My Lords, does the Minister agree that having a few people trained in every school does not mean you will get throughput unless you have basic awareness within the staff? That can be achieved only by continuous professional development structured in an awareness package, so that you get to the people you are training.
My Lords, we are introducing mental health training as part of teacher training. We are beginning a voluntary scheme in September next year, and that will become a compulsory part of teacher training programmes. Returning to the earlier point about funding, we aim to add another 8,000 mental health professionals into the system over the next few years.
My Lords, may I add another element to this vital debate? It is about all schools having a school garden. I shall quote from a recent report by the King’s Fund:
“The mental health benefits of gardening are broad and diverse. Studies have shown significant reductions in depression and anxiety”,
and “improved social functioning”. This costs unbelievably little, and lessons can be based around it. In my time running the London Food Board I put many gardens into London schools, and the effects were dramatic. The cost is as little as 50 quid—with a bit of volunteering—and it has a permanent, long-term effect.

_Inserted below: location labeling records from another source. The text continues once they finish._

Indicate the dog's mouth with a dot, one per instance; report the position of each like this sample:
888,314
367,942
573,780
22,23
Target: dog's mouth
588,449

I strongly support the noble Baroness’s comments on children’s exposure to outdoor activities. There is a very good trust, the Country Trust, which takes children on to farms in the same spirit as just mentioned. I think this is enormously important. I am the Minister responsible for the disposal of land in schools, and I intervene weekly to ensure that land used for such outdoor pursuits is not disposed of.
My Lords, does the Minister not realise that the answer he gave to the right reverend Prelate about it taking a year to get help for a child in need was extraordinarily disappointing? Can nothing be done to deal with these urgent cases, about which the right reverend Prelate made such a persuasive point?
My Lords, we are committing to and experimenting with much shorter waiting times in the NHS to bring that down to four weeks. The rollout of the trailblazers will be in exactly the same spirit: to learn best practice, which we can then adopt across the whole system.